Nasci e cresci nos fundos da loja de meu pai, na Rua Bernardino de Campos, carregando um sobrenome armênio difícil, cheio de consoantes. A inocência da infância e o silêncio da família tardaram a descoberta que os armênios estavam aqui por um acaso, um descuido do destino. Descobri que meu pai Aris era órfão após toda a família ser morta por afogamento, que meu tio Arthur Yacubian também era órfão, que minha tia-avó Flora Kuyumjian teve seus três filhos pequenos assassinados na sua frente, e assim por diante, numa sina de histórias trágicas em todas as famílias. Por que me esconderam? “Era para ser esquecido”, diz minha mãe Parouhi. “Seu pai não gosta de conversar sobre isso”. Eu precisava de respostas. Em 1981, ao término do ano letivo na Inglaterra, visitei a Armênia ainda soviética, em busca de raízes. Foi a minha “Passagem para Ararat”, em referência ao livro de Michael J. Arlen, que descobre tarde as raízes de seu pai, famoso romancista anglo-armênio, Dikran Kouyoumdjian, que mudou o nome e tentava esquecer a Armênia. Trata do que significa ser um armênio ou descendente de um povo orgulhoso, que por séculos conquistadores tentaram exterminar. Henri Verneuil, famoso cineasta francês, nascido Achod Malakian, cresceu em uma família de refugiados armênios.

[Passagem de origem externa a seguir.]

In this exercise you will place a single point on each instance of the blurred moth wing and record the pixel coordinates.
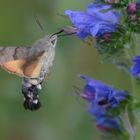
(15, 60)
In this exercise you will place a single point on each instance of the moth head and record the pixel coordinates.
(31, 98)
(53, 40)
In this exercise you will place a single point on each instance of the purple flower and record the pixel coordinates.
(96, 21)
(102, 94)
(103, 101)
(135, 70)
(106, 124)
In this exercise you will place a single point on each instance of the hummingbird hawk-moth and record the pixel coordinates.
(33, 64)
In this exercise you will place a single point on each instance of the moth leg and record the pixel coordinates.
(31, 97)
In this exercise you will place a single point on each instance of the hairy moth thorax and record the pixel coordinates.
(31, 86)
(31, 98)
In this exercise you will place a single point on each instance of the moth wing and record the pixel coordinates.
(12, 59)
(32, 68)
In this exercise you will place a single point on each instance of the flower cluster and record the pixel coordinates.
(136, 68)
(133, 11)
(105, 104)
(114, 24)
(101, 22)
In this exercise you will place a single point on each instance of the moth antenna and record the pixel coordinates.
(78, 93)
(67, 31)
(62, 15)
(66, 34)
(39, 23)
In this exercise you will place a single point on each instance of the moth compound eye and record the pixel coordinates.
(53, 39)
(31, 98)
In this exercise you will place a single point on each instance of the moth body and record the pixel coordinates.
(33, 64)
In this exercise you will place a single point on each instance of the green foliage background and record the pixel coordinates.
(63, 114)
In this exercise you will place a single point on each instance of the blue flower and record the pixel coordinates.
(96, 21)
(103, 101)
(106, 124)
(102, 94)
(135, 70)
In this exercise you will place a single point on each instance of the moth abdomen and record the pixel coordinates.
(31, 97)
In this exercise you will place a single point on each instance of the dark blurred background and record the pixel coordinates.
(63, 114)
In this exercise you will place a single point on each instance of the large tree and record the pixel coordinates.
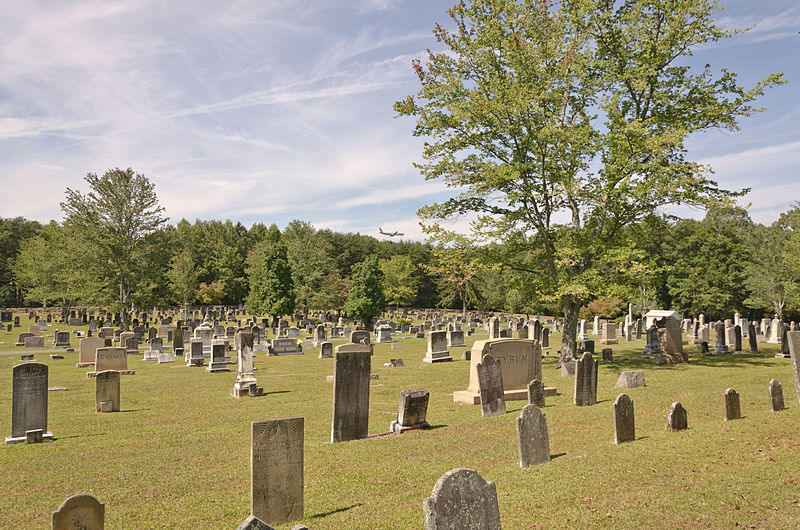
(565, 123)
(114, 220)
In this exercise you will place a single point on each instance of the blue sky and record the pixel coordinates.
(273, 110)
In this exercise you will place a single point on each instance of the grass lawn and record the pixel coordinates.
(177, 455)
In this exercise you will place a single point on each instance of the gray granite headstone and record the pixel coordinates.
(624, 425)
(776, 396)
(351, 368)
(490, 383)
(276, 470)
(532, 438)
(732, 408)
(82, 512)
(462, 499)
(676, 418)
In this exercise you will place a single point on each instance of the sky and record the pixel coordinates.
(273, 110)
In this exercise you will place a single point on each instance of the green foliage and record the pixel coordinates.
(113, 221)
(271, 287)
(400, 280)
(365, 300)
(579, 107)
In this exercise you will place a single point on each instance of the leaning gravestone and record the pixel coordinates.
(276, 470)
(490, 382)
(676, 418)
(351, 368)
(624, 426)
(793, 338)
(462, 500)
(532, 438)
(585, 381)
(80, 512)
(107, 391)
(536, 393)
(28, 401)
(412, 411)
(732, 408)
(776, 396)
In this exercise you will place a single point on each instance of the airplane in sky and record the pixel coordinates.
(390, 234)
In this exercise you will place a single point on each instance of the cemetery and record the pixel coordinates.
(370, 464)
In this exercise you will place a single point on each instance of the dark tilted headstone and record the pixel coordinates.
(751, 337)
(28, 401)
(412, 411)
(536, 393)
(82, 512)
(351, 367)
(585, 381)
(732, 408)
(676, 418)
(624, 425)
(462, 499)
(490, 383)
(276, 470)
(776, 396)
(532, 437)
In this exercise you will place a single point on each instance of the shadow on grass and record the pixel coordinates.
(325, 514)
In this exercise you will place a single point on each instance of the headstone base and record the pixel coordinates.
(23, 439)
(473, 398)
(121, 372)
(396, 427)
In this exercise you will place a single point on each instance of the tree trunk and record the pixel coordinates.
(569, 344)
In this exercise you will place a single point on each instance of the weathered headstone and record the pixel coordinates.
(490, 381)
(276, 470)
(776, 396)
(351, 366)
(676, 418)
(107, 391)
(732, 408)
(412, 411)
(585, 381)
(462, 500)
(536, 393)
(28, 401)
(532, 438)
(624, 425)
(80, 512)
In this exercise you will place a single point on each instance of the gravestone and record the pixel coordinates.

Ele escreveu “Mayrig” e depois o dirigiu em filme. Nas suas memórias, diz: “Mais do que orgulho, o que sinto é a felicidade de ser armênio. O que é diferente. Trata-se de um sentimento mais profundo, mais sereno, mais refletido, mais durável... Creio que o essencial para os armênios da diáspora é guardar indelével a memória de sua origem, conhecer bem a grande civilização da qual descendem e, ao mesmo tempo, afirmar-se como cidadão do país em que vivem. Em suma, ser dois personagens em um só, duplamente enriquecido porque vivendo em duas culturas, as raízes numa e os galhos noutra”.

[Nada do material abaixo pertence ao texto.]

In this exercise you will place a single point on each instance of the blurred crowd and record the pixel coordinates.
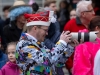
(72, 15)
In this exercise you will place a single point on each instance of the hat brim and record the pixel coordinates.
(13, 7)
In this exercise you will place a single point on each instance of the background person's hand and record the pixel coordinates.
(75, 43)
(66, 36)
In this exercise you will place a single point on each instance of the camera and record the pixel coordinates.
(85, 36)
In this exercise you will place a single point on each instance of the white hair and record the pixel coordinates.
(82, 6)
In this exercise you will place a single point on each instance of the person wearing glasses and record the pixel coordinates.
(32, 56)
(84, 13)
(87, 55)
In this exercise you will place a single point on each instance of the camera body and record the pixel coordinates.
(85, 36)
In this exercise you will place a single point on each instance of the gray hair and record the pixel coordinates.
(82, 6)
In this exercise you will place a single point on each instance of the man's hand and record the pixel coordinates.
(75, 43)
(66, 36)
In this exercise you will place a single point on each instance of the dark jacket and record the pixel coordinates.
(3, 59)
(12, 33)
(3, 42)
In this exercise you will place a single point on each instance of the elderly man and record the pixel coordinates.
(85, 13)
(33, 57)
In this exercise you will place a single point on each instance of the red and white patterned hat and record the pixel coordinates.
(42, 18)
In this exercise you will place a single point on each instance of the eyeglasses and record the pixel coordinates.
(89, 10)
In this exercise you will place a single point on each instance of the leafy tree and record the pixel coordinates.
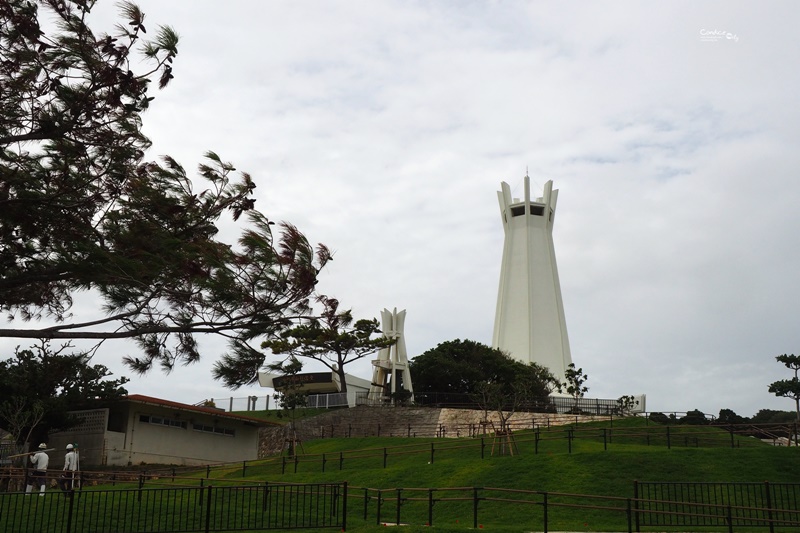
(528, 388)
(81, 209)
(290, 396)
(694, 418)
(728, 416)
(771, 416)
(575, 383)
(464, 367)
(789, 388)
(334, 339)
(41, 385)
(626, 404)
(659, 418)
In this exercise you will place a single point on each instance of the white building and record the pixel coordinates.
(140, 429)
(529, 320)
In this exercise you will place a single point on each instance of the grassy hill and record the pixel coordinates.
(583, 459)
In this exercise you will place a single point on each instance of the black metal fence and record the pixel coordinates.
(257, 507)
(554, 404)
(542, 510)
(717, 504)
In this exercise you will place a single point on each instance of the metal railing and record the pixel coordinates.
(540, 509)
(682, 504)
(248, 403)
(258, 507)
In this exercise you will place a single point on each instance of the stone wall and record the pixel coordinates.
(364, 421)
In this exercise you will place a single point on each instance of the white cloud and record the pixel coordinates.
(383, 129)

24 de abril simboliza o Genocídio Armênio. Neste dia, em 1915, o governo turco-otomano prendeu e executou centenas de intelectuais armênios. Depois, famílias foram arrancadas das casas e deportadas em caravanas da morte pelo deserto da Mesopotâmia, sem comida ou água. Toda sorte de atrocidade foi cometida e o povo quase foi varrido da terra com 1,5 milhões de mortos. Os armênios aguardam o reconhecimento do genocídio, sistematicamente negado pela Turquia. É inadmissível que nos dias de hoje, depois de quase um século dos trágicos acontecimentos, a história continue sendo rasgada. Faço aqui minha homenagem às bravas famílias armênias que se estabeleceram em Rio Preto desde 1930:
Casa Parsek (Parsekian), Casa Verde (Kouyoumdjian), Casa Real (Nuri e Nichan Kuyumjian), Casa Centenário (Terzian), Casa Sumaré (Topdjian), Casa Garabed (Karabachian), Casa Zerunian (Zerunian), Casa Combate (Manughian), Casa Valter (Vartanian), Casa Paratodos (Missak Yacubian), Casa Moderna (Sarian), Casa Violeta (Partamian), Casa Globo (Minás Kuyumjian), Casa Armênia (Kholasarian), Casa Rosa (Minassian), Casa Ideal (Kheugherian, Rio Preto), Casa Ideal (Darakjian, Mirassol), Casa Arthur (Arthur Yacubian, Mirassol), Floricultura Tony (Jalikjian), Cirandinha Calçados (Janikian) e Peixaria do Mercado (Yervant Yacubian).
Prof. Dr. Joao Aris Kouyoumdjian é professor-adjunto de Neurologia da Faculdade de Medicina de São José do Rio Preto (Famerp).